From Grapes to Glass
What makes Greyfriars English Sparkling Wine so special
Wine in England and in particular sparkling wine is currently going through a recent boom. Several factors have caused this. Climate change and warming has moved the northerly limit from the south of the English Channel to somewhere between Oxford and Birmingham for grape growing and wine production. The chalk geology of the North and South Downs is the same as one finds in Champagne and is particularly good for growing Pinot Noir and Chardonnay. In addition, increased investment and professionalism has raised the standard of all viticulture and winemaking in England.
There has been an noticeable focus on sparkling wine production rather than still wine. Making sparkling wine using the traditional method requires slightly less ripe (lower sugars) and slightly more acidic grapes than still wine production. Therefore, the climate in Southern England is consistently warm enough to produce world class, high quality and consistent English Sparkling Wine. It is no longer a shock for English Sparkling Wine to beat the top Champagnes in blind taste testings.

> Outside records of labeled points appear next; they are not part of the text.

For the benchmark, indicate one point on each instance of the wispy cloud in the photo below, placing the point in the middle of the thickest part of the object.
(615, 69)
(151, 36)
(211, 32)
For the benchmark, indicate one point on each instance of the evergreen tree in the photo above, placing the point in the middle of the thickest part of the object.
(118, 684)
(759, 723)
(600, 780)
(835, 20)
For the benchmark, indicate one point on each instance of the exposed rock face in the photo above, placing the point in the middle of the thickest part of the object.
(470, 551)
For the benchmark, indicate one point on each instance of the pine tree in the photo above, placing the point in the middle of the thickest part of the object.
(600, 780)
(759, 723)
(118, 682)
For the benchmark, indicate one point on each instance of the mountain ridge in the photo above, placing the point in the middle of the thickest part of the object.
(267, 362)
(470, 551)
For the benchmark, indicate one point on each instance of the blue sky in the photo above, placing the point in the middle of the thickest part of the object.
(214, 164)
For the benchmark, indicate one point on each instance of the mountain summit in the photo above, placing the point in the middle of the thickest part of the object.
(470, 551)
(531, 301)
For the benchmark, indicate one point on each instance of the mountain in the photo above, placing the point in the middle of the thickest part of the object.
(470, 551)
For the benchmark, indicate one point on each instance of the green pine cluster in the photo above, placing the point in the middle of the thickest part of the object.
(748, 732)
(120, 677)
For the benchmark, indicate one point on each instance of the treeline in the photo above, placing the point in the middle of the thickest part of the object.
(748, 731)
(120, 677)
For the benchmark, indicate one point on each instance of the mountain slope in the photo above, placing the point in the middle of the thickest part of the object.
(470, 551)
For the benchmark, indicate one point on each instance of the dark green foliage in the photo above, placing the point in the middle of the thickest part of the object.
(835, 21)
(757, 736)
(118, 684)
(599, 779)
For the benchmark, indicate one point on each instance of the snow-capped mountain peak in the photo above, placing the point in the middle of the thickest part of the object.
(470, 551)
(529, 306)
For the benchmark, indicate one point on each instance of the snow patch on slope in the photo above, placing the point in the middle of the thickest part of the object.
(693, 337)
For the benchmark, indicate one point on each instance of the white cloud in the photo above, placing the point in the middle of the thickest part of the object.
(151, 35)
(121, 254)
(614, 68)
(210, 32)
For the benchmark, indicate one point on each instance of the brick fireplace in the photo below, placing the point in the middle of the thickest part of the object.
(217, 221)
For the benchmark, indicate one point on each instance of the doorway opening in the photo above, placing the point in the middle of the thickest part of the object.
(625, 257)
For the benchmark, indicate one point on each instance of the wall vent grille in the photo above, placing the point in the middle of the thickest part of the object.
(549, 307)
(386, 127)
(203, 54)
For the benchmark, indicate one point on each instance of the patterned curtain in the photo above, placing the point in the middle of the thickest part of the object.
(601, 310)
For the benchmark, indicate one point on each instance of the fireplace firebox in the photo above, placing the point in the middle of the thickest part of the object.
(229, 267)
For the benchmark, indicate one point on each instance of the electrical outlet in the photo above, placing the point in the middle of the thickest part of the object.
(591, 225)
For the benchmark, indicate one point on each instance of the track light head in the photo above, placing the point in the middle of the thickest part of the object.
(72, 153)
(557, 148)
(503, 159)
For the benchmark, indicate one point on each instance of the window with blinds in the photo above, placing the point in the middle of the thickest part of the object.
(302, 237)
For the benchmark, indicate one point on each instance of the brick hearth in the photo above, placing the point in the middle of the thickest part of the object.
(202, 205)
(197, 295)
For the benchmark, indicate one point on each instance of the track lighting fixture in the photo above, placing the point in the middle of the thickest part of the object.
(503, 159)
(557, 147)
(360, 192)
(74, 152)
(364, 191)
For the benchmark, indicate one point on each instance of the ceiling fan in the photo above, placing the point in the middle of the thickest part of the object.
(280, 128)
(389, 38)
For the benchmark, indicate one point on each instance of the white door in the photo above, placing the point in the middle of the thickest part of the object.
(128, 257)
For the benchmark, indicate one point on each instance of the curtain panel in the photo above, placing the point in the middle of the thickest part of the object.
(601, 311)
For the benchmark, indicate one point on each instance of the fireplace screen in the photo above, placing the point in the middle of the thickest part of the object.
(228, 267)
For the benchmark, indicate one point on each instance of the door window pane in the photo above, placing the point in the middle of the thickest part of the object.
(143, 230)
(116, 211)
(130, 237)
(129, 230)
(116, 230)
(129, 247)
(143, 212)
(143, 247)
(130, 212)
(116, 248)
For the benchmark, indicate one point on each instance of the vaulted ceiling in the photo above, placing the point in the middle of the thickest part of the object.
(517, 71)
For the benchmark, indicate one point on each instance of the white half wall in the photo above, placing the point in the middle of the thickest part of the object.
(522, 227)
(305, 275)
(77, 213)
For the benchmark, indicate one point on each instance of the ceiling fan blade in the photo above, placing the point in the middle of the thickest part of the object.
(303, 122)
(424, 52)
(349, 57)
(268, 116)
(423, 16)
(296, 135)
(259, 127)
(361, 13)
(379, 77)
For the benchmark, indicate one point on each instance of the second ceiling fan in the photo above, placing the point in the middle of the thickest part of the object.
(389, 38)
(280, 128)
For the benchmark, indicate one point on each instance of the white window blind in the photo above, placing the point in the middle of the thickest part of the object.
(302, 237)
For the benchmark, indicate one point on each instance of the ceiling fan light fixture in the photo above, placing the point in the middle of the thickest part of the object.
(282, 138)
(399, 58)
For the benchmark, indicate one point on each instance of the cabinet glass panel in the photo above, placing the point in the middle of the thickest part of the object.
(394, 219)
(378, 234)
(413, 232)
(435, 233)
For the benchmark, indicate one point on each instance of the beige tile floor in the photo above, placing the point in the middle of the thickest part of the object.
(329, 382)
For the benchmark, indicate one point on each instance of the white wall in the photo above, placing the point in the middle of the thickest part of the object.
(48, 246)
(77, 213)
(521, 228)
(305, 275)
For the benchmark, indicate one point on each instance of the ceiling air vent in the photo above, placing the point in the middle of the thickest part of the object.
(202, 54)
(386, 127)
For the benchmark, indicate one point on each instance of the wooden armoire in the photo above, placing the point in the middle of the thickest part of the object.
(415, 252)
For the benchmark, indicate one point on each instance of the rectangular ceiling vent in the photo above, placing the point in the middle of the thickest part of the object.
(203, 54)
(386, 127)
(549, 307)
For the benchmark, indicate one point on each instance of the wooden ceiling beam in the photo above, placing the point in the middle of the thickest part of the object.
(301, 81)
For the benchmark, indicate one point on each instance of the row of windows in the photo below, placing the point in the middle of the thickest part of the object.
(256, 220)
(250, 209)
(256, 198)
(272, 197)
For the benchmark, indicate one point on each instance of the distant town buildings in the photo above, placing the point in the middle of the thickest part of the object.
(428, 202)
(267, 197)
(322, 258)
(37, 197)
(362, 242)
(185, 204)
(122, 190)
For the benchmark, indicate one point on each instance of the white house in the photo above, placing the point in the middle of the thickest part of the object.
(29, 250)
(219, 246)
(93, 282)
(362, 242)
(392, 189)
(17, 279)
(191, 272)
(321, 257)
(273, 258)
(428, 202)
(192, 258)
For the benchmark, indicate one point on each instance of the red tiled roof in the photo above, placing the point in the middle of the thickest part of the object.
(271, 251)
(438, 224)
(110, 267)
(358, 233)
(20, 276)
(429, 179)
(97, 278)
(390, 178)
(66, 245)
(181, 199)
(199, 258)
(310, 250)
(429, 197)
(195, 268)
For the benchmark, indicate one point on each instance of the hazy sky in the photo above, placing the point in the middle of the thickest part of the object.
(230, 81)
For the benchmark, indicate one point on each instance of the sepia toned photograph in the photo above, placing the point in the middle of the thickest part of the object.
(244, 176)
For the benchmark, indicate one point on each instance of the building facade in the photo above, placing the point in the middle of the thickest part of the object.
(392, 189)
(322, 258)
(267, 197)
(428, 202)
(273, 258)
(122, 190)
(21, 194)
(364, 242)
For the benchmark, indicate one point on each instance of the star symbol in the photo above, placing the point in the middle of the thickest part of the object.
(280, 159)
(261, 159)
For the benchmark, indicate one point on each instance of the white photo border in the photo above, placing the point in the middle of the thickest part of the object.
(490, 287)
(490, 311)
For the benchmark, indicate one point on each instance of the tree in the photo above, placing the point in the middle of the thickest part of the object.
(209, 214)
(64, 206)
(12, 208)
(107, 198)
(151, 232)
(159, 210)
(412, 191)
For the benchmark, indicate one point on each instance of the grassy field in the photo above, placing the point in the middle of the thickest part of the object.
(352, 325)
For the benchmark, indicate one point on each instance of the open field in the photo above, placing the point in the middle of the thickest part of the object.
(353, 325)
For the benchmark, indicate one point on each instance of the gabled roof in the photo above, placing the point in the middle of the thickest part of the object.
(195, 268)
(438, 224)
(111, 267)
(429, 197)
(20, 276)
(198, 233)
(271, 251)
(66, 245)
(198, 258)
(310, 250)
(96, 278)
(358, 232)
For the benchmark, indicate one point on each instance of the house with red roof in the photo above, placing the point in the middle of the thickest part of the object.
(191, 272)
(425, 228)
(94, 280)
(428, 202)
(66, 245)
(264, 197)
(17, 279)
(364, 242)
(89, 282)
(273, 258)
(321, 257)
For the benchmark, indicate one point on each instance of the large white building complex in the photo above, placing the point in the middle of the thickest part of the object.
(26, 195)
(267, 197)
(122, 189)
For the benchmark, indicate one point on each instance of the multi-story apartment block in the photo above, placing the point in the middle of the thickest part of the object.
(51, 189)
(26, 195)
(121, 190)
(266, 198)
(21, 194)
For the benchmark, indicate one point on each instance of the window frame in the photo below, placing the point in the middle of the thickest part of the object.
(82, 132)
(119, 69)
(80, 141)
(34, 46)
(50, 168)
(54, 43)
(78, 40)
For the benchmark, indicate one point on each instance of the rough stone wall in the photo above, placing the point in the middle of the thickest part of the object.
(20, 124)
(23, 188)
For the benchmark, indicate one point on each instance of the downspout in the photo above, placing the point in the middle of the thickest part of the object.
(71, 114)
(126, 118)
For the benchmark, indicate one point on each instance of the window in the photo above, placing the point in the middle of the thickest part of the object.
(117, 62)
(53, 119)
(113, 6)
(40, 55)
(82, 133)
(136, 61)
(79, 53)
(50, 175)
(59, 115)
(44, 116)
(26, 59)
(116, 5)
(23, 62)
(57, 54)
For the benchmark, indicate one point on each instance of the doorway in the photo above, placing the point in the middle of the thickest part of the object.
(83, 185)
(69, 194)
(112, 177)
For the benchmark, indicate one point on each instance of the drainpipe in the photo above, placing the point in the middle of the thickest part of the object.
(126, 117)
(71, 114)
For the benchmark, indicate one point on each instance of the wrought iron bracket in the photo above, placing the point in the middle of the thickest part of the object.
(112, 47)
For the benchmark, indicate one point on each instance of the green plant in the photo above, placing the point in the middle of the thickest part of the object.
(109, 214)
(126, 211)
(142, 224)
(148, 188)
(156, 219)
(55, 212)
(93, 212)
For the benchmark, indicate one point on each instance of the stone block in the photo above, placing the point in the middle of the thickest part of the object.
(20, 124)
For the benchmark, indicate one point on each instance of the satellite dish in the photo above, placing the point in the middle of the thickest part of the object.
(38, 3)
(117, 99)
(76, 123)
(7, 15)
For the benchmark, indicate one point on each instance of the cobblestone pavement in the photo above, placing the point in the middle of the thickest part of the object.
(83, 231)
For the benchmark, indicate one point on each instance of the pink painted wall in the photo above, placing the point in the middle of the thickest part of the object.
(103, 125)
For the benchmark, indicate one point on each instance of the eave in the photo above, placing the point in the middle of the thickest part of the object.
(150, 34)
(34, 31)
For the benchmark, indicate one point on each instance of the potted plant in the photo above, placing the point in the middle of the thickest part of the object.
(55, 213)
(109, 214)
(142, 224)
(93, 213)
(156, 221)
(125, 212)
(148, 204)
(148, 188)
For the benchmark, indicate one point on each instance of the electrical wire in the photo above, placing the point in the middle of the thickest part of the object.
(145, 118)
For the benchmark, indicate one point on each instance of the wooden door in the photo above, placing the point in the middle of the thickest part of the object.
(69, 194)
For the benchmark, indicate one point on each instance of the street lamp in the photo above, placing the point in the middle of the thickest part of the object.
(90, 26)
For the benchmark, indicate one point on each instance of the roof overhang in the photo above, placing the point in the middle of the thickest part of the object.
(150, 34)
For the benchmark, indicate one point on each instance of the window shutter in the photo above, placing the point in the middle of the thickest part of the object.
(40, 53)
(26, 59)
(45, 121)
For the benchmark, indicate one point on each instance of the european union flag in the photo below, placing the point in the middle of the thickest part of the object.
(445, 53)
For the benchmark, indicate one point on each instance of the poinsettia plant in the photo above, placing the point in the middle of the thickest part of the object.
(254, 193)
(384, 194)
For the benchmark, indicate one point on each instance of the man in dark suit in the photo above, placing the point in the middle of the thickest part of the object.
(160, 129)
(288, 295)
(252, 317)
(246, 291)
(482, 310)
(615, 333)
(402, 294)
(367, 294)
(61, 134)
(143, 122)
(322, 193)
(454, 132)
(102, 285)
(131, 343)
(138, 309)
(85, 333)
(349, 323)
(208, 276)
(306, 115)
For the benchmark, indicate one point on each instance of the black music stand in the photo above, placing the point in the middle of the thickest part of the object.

In 2016 Britain produced around five million bottles of wine of which two thirds were sparkling. However English wine production is still very small and although this sounds like a lot, here in Britain we consume a whopping two billion bottles of wine in total a year, plus one hundred million bottles of Champagne and other sparkling wines as well as sixty million bottles of Prosecco. The opportunity for Greyfriars along with all UK vineyards is to persuade the British public to consume a little less wine from our overseas winemaking friends and more of our English wine. This is our ongoing challenge.